Having reasons to be unhappy
I’ll believe there must be a reason why I’m unhappy, because I will always want more, and if there is no reason to be unhappy, if I don’t conjure up a reason, then there seems to be no way to make certain that I keep wanting more. That’s why everybody’s got a reason why they’re unhappy—but it is all bull. When I am conducting a session, I allow for each person’s integrity and never push them, and everybody’s got their own reason. The ultimate reason is that, even if there wasn’t a reason they want there to be one. And many, many times, always in my practice we’ve come down to: “I don’t know, I don’t have the reason, but there must be one. There is no reason to be unhappy about this, but I’m unhappy about this”— coming up with good reason that is never really a good reason when they explore it.
Always looking for a reason to be unhappy, always wanting to believe that there’s a reason to be unhappy. That way I can reassure myself that I want better, because I’m afraid that I won’t keep wanting what is better unless I fear.

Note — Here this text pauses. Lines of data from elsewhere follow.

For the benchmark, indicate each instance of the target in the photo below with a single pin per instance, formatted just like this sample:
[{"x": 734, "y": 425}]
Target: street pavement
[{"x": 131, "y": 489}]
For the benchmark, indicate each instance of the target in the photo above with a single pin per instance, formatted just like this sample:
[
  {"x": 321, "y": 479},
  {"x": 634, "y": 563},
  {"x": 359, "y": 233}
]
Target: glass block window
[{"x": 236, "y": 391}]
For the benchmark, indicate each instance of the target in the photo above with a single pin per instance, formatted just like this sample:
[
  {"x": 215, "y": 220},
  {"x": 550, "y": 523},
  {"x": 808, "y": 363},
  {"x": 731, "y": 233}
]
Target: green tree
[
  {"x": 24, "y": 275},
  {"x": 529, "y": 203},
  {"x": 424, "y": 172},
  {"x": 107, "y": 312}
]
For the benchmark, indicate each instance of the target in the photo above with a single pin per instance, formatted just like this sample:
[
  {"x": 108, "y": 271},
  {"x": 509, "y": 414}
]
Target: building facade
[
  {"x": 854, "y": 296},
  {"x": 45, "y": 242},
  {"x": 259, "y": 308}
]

The two important things that we want in general: the most important is that at least I assure myself that I want. Secondly, my unhappiness at least keeps my wanting alive. Then if I keep my wanting alive, at least then maybe I can know what I want. This is more important than, for instance, a particular thing. A particular thing would be to want a cigarette, to want a drink, to want to walk, to want clothing, to want anything in particular. I’ll give up any of those, in fact, I’ll screw myself left and right, I’ll give up everything, I’ll even give up life as long as I keep on wanting –I won’t give up wanting.

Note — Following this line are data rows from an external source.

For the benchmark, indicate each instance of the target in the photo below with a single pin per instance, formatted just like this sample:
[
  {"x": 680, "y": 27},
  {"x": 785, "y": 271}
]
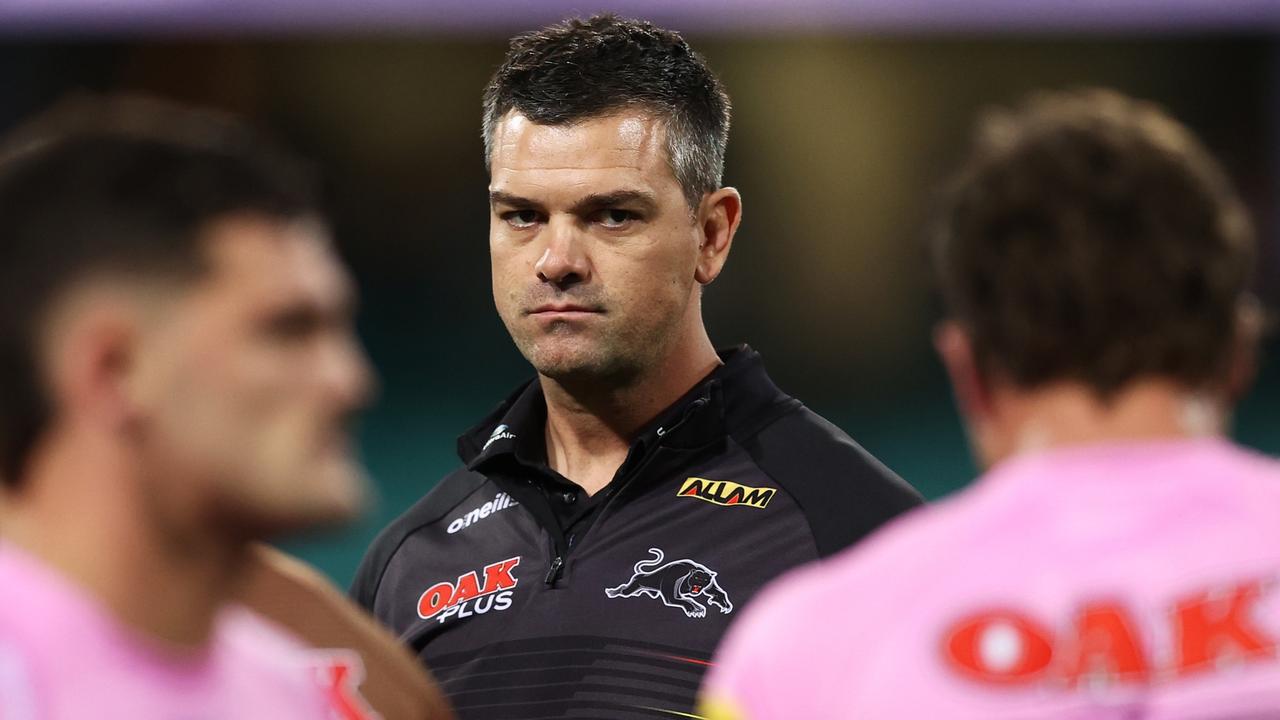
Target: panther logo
[{"x": 676, "y": 584}]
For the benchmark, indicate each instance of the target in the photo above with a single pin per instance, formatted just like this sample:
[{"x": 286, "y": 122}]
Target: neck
[
  {"x": 86, "y": 515},
  {"x": 1069, "y": 414},
  {"x": 590, "y": 424}
]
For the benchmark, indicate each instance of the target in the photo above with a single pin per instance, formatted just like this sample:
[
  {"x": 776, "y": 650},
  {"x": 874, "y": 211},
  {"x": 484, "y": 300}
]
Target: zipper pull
[{"x": 553, "y": 574}]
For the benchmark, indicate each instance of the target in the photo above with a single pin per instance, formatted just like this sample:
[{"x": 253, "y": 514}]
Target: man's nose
[{"x": 565, "y": 260}]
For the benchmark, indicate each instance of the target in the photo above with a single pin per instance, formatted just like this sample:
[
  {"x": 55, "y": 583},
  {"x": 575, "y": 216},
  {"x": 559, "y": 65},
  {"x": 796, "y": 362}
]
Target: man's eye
[
  {"x": 520, "y": 218},
  {"x": 615, "y": 218},
  {"x": 293, "y": 326}
]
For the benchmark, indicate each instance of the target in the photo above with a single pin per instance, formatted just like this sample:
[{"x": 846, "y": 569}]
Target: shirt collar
[{"x": 516, "y": 429}]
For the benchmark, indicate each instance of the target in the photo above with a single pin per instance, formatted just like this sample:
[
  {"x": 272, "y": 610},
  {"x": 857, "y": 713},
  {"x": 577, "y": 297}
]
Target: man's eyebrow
[
  {"x": 645, "y": 201},
  {"x": 499, "y": 197}
]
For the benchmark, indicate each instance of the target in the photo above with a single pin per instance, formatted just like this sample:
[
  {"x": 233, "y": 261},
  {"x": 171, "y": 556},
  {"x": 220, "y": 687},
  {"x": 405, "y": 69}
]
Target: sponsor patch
[
  {"x": 680, "y": 583},
  {"x": 472, "y": 593},
  {"x": 723, "y": 492},
  {"x": 501, "y": 501},
  {"x": 501, "y": 432},
  {"x": 339, "y": 674},
  {"x": 1105, "y": 642}
]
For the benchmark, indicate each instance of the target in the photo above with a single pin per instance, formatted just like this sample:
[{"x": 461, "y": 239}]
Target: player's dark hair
[
  {"x": 104, "y": 187},
  {"x": 583, "y": 69},
  {"x": 1089, "y": 237}
]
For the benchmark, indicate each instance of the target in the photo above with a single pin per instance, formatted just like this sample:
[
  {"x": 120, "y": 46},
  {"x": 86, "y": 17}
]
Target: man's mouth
[{"x": 565, "y": 310}]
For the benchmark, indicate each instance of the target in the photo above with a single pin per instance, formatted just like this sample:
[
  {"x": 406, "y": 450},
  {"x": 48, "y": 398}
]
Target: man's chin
[
  {"x": 570, "y": 363},
  {"x": 324, "y": 500}
]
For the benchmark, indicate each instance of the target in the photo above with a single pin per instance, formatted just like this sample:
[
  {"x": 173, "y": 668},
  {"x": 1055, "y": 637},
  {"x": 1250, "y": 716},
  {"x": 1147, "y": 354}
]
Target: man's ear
[
  {"x": 718, "y": 218},
  {"x": 90, "y": 354},
  {"x": 970, "y": 387},
  {"x": 1243, "y": 363}
]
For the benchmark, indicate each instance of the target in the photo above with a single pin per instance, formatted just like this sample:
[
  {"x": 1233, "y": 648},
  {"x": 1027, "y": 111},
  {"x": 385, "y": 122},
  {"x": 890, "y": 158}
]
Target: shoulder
[
  {"x": 446, "y": 496},
  {"x": 272, "y": 669},
  {"x": 17, "y": 684},
  {"x": 812, "y": 611},
  {"x": 844, "y": 491}
]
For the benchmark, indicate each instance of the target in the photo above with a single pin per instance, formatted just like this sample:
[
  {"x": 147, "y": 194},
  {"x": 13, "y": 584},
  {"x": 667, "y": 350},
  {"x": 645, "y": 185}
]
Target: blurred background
[{"x": 846, "y": 118}]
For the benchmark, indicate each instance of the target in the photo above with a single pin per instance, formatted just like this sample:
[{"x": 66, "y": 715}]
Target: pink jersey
[
  {"x": 1105, "y": 582},
  {"x": 63, "y": 657}
]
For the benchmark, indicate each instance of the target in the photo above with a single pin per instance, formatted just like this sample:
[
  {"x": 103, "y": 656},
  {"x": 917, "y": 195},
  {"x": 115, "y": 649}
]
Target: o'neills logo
[
  {"x": 723, "y": 492},
  {"x": 501, "y": 501},
  {"x": 470, "y": 595}
]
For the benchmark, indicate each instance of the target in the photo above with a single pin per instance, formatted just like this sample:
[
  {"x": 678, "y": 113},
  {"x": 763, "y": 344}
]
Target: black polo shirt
[{"x": 529, "y": 598}]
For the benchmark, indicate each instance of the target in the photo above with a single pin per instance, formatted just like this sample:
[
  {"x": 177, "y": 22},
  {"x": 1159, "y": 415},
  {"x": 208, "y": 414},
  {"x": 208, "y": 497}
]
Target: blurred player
[
  {"x": 177, "y": 370},
  {"x": 1121, "y": 557}
]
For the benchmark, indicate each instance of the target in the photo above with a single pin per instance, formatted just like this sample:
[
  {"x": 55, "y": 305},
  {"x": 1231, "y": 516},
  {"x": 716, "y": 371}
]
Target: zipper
[
  {"x": 556, "y": 569},
  {"x": 608, "y": 504}
]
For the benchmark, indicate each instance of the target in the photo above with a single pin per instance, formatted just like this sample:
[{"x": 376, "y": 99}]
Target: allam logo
[
  {"x": 467, "y": 596},
  {"x": 723, "y": 492}
]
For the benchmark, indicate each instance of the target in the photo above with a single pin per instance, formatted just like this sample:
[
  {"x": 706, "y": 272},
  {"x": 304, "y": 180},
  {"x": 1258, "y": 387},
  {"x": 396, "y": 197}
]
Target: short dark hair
[
  {"x": 1091, "y": 237},
  {"x": 114, "y": 186},
  {"x": 583, "y": 69}
]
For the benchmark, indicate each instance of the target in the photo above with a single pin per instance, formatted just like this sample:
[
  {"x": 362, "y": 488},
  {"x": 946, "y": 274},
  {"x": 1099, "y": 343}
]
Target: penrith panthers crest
[{"x": 680, "y": 583}]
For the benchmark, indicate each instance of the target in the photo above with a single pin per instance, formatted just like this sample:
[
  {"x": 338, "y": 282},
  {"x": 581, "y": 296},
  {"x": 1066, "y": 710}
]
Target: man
[
  {"x": 177, "y": 370},
  {"x": 613, "y": 514},
  {"x": 1120, "y": 557}
]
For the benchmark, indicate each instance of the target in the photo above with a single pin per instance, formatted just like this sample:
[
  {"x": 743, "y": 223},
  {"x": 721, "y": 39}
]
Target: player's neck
[
  {"x": 590, "y": 425},
  {"x": 1065, "y": 415},
  {"x": 80, "y": 514}
]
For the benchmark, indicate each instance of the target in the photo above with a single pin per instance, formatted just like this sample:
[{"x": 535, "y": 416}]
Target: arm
[{"x": 297, "y": 597}]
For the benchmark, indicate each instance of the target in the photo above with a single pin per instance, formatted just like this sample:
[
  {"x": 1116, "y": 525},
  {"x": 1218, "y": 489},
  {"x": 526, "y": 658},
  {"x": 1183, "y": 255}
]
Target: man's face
[
  {"x": 593, "y": 245},
  {"x": 250, "y": 381}
]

Unhappiness is a motivator for achieving happiness
I want what I want and I want to keep my wanting alive. It becomes obvious in many cases that this is so painful when there is a deep depression where a person just doesn’t want anything. Their scared to death of wanting, because what they want so much, and what we all want so much, is happiness. Ultimately, unhappiness is a motivator toward achieving happiness. What’s beyond all these wantings is the wanting of happiness, and that really can conflict with wanting when you’re using unhappiness as a motivator for achieving happiness.

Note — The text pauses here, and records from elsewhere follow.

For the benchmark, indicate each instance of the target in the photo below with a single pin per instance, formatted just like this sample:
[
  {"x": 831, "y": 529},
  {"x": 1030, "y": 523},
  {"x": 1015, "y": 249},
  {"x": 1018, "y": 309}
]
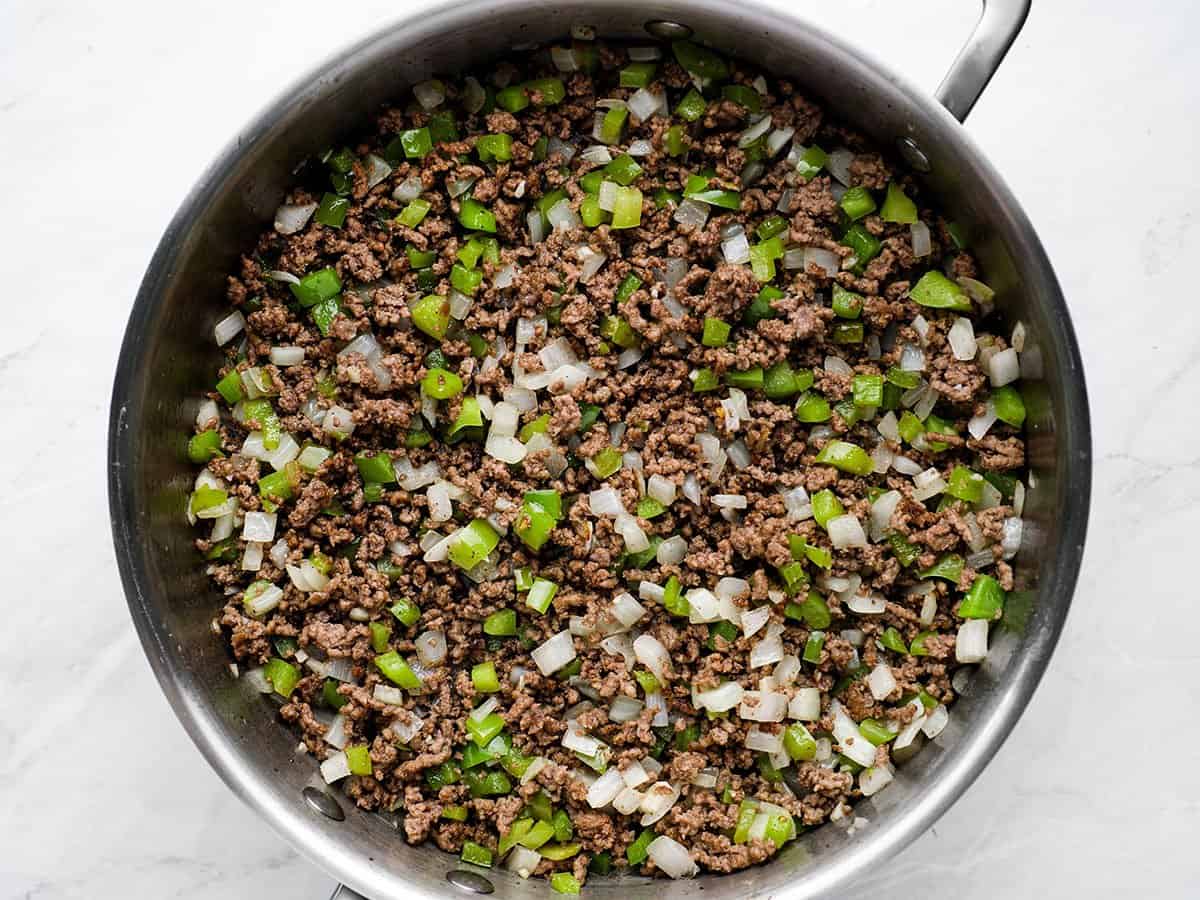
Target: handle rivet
[
  {"x": 669, "y": 30},
  {"x": 471, "y": 881},
  {"x": 324, "y": 804},
  {"x": 912, "y": 154}
]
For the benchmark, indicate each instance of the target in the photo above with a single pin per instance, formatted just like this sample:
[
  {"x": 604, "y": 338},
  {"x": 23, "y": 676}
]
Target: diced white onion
[
  {"x": 307, "y": 577},
  {"x": 504, "y": 448},
  {"x": 292, "y": 217},
  {"x": 874, "y": 779},
  {"x": 335, "y": 768},
  {"x": 555, "y": 653},
  {"x": 625, "y": 709},
  {"x": 763, "y": 706},
  {"x": 339, "y": 421},
  {"x": 408, "y": 730},
  {"x": 825, "y": 259},
  {"x": 671, "y": 857},
  {"x": 645, "y": 103},
  {"x": 672, "y": 551},
  {"x": 605, "y": 502},
  {"x": 258, "y": 527},
  {"x": 661, "y": 489},
  {"x": 252, "y": 557},
  {"x": 522, "y": 861},
  {"x": 1011, "y": 540},
  {"x": 605, "y": 789},
  {"x": 655, "y": 701},
  {"x": 753, "y": 621},
  {"x": 805, "y": 705},
  {"x": 431, "y": 648},
  {"x": 438, "y": 501},
  {"x": 928, "y": 609},
  {"x": 1003, "y": 367},
  {"x": 736, "y": 250},
  {"x": 767, "y": 652},
  {"x": 389, "y": 694},
  {"x": 972, "y": 641},
  {"x": 936, "y": 721},
  {"x": 850, "y": 738},
  {"x": 881, "y": 681},
  {"x": 922, "y": 241},
  {"x": 702, "y": 606},
  {"x": 575, "y": 738},
  {"x": 617, "y": 645},
  {"x": 652, "y": 654},
  {"x": 730, "y": 501},
  {"x": 628, "y": 801},
  {"x": 285, "y": 357},
  {"x": 597, "y": 154}
]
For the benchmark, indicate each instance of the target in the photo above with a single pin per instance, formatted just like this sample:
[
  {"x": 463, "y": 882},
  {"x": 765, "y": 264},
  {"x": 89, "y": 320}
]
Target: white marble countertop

I gave you a model all the various ways how we use unhappiness to motivate ourselves and others. We use it motivate ourselves to either get what we want or at least to keep the wanting alive. In my continuing to keep wanting alive the most important thing is that I keep wanting, so what I’ll use will be the fear of giving up wanting. Another way of keeping my wanting alive is to keep the importance of the desired thing in my mind, to decide that thing I want is important. I create that by one of two ways: by comparative consistency or by prerequisite preparation.
Happy people do that too, but this is the way in unhappiness we pervert these against us. Certainly in happiness we can invert things: good is not losing a little, better is to not lose more.
Questions for Reflection
Note: in this case, the questions for reflection are an excerpts from the lecture by Bruce Di Marsico
So now make this become real for you. Pick anything, anything that anybody might be unhappy about, and I mean anything. Find out how it is used as a motivator. If you do that right now you’ll find out that you’re practicing the Option Method. You will all be inventing the Option Method right now for yourself without ever having been told what it is all about. If you just try to find out how unhappiness is used as a motivator, pick any unhappiness, try to find out how it is used as a motivator, you will be creating the Option Method.
Say to yourself, “How do I use unhappiness to motivate myself?” And you say, “Here’s an example” and you give an example. And get really deep into that experience.
The idea is, “I use unhappiness to motivate myself.”
“Oh, really? How? How am I using it now?”
Meditation for the Week
Ultimately, unhappiness is a motivator toward achieving happiness.